You explained that it had gone well. Exceptionally well. You were able to fix him. It had been a hard job, but you did it. You were so pleased with yourself and your team. Later one of the nurses explained that our son’s surgery was like a “home run.” You were able to make something almost impossible…possible. Our son would live and live well. He had to heal and it would take time, but he was no longer broken.

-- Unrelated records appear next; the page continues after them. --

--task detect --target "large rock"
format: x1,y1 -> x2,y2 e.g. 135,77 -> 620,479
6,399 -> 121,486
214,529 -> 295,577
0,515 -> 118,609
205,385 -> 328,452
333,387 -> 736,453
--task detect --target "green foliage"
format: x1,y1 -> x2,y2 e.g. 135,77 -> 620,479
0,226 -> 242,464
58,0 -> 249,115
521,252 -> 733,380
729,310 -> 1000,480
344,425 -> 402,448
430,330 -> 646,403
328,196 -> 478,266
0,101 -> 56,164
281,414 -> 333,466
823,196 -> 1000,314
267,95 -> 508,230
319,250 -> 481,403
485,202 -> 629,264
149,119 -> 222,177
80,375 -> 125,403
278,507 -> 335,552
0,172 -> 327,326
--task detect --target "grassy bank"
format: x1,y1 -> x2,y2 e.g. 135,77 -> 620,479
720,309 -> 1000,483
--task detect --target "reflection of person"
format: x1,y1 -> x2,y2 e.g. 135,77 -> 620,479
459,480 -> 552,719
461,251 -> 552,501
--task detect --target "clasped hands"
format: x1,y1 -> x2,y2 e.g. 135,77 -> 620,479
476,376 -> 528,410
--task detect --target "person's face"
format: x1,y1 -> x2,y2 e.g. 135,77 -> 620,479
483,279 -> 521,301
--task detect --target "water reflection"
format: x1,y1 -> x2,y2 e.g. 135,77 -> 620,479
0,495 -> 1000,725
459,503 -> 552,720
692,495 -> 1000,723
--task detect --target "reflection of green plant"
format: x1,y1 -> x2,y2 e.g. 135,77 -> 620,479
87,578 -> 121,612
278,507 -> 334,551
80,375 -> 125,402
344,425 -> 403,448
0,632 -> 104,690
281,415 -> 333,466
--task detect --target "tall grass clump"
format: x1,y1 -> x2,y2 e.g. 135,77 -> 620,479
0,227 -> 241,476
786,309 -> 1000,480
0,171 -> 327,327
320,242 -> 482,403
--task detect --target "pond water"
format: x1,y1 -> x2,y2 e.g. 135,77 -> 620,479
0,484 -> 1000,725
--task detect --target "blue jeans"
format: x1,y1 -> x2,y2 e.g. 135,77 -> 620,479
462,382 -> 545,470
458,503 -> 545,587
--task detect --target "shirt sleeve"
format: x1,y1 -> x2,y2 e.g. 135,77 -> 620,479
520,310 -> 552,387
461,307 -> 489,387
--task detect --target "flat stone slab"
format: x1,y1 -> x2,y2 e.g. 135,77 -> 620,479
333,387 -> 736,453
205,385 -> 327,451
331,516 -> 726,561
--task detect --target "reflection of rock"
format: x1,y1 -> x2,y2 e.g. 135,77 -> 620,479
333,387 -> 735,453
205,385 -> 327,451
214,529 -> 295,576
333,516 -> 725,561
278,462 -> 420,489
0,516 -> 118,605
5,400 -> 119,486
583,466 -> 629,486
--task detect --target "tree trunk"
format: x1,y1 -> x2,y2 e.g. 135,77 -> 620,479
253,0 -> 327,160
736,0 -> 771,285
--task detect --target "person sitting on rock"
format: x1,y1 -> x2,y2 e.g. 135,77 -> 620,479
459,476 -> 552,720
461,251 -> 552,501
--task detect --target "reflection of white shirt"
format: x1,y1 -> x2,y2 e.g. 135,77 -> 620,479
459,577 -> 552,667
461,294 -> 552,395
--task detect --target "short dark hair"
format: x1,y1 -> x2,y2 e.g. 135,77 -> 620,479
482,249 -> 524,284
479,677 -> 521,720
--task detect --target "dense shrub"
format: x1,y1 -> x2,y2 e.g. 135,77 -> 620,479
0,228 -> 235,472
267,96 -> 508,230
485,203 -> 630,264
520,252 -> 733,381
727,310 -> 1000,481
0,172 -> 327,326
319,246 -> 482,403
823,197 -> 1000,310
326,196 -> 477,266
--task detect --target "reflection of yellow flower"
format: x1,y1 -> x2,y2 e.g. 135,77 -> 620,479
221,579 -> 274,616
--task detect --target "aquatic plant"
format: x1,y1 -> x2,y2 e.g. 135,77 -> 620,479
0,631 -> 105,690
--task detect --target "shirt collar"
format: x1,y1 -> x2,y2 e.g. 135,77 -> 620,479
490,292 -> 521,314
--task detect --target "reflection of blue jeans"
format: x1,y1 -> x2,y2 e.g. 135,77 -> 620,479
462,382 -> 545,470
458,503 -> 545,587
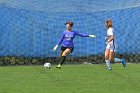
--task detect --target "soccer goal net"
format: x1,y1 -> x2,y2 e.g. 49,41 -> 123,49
0,0 -> 140,65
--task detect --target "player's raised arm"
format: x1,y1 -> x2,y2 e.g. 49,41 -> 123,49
76,31 -> 96,38
53,33 -> 64,51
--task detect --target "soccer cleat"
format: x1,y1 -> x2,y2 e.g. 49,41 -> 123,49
56,64 -> 61,69
122,59 -> 126,68
108,67 -> 112,70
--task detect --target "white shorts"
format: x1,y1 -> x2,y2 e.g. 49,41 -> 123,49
106,43 -> 117,52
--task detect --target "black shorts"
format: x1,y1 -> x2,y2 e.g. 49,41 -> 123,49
61,46 -> 74,53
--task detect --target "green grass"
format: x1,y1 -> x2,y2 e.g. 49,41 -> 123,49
0,64 -> 140,93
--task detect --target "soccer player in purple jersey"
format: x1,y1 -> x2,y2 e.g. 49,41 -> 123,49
53,21 -> 96,68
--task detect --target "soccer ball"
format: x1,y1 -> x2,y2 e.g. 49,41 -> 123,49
44,63 -> 51,69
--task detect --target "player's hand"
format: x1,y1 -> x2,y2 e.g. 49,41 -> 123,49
89,35 -> 96,38
53,45 -> 58,51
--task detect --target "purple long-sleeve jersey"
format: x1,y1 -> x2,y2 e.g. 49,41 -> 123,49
58,31 -> 89,47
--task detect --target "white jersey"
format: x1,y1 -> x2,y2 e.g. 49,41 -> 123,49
107,27 -> 114,44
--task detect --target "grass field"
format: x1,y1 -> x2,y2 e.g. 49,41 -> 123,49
0,64 -> 140,93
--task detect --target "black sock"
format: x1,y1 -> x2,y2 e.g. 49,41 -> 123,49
60,56 -> 66,65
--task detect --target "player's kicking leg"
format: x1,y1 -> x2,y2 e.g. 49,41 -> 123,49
56,48 -> 71,68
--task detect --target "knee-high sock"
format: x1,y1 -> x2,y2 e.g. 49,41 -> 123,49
114,58 -> 122,63
60,56 -> 66,65
105,60 -> 112,68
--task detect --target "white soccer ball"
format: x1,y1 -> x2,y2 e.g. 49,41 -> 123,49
44,63 -> 51,69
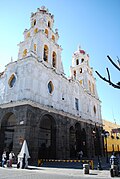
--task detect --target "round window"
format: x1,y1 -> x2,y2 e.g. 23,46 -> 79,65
93,106 -> 96,114
48,81 -> 54,94
8,74 -> 16,88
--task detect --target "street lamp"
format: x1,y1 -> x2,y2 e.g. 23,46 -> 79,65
93,129 -> 102,170
101,130 -> 109,163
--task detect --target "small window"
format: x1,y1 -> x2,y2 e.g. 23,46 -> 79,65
34,28 -> 38,34
23,49 -> 27,57
43,45 -> 48,62
27,32 -> 30,38
74,70 -> 76,79
81,58 -> 84,63
48,81 -> 54,94
34,44 -> 36,52
52,52 -> 56,68
80,68 -> 82,73
79,80 -> 82,85
8,74 -> 16,88
75,98 -> 79,111
45,29 -> 48,37
52,35 -> 55,42
33,19 -> 36,25
48,21 -> 51,27
93,106 -> 96,114
76,59 -> 79,65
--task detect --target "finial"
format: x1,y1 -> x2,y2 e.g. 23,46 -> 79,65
11,57 -> 13,62
78,45 -> 81,51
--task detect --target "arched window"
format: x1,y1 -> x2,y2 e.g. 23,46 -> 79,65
74,70 -> 76,79
80,68 -> 82,73
23,49 -> 27,57
34,28 -> 38,34
92,83 -> 95,94
48,21 -> 51,27
88,80 -> 91,92
93,105 -> 96,114
79,80 -> 83,85
52,52 -> 56,68
27,32 -> 30,38
45,29 -> 48,37
52,35 -> 55,42
43,45 -> 48,62
48,81 -> 54,94
81,58 -> 84,63
8,74 -> 16,88
33,19 -> 36,25
34,44 -> 36,52
76,59 -> 79,65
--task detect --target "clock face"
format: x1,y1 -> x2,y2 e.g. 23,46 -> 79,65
0,83 -> 5,99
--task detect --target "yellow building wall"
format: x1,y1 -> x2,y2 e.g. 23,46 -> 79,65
103,120 -> 120,152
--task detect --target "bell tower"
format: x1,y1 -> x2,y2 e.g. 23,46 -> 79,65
70,46 -> 98,97
18,6 -> 64,74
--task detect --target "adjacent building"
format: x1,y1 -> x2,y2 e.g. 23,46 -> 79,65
0,6 -> 103,162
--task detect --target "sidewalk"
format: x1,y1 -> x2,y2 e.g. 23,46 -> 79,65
0,165 -> 111,179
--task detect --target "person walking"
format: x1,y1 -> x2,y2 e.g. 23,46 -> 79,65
78,150 -> 83,160
2,151 -> 7,167
9,151 -> 15,167
110,152 -> 119,177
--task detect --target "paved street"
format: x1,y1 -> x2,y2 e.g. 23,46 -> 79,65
0,166 -> 116,179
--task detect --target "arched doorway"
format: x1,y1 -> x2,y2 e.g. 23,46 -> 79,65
75,123 -> 82,153
81,128 -> 87,157
38,115 -> 56,159
69,126 -> 76,159
0,113 -> 16,159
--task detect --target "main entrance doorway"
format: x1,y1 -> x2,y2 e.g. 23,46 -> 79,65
38,115 -> 56,159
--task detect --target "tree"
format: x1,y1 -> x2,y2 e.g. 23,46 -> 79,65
95,55 -> 120,89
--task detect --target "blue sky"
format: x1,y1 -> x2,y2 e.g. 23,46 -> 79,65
0,0 -> 120,124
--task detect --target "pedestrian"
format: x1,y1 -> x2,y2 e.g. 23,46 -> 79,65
78,150 -> 83,159
9,151 -> 15,167
110,152 -> 119,176
110,152 -> 119,165
2,151 -> 7,167
22,153 -> 26,169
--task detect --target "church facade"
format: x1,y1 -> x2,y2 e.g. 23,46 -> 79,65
0,6 -> 103,163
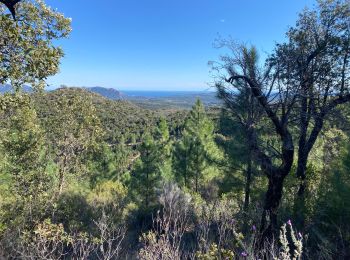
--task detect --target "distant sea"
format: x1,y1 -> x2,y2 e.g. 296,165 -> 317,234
120,90 -> 215,98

When you left, we cried again and prayed again and rushed to our son’s bedside where we camped out for the next four weeks. We saw you off and on again over the next month, less and less as he got stronger and stronger. When we finally took him home, I wished we could hug you and thank you again. I hope you got one of the brownies we left behind!
It’s been almost a year since we’ve seen you, but when I think of you it is with nothing but complete gratitude. It is obvious that God has gifted you and placed a calling on your life to heal the tiniest of lives. Thank you for being a part of our son’s start to life. May God continue to bless you and lead you in your gifting.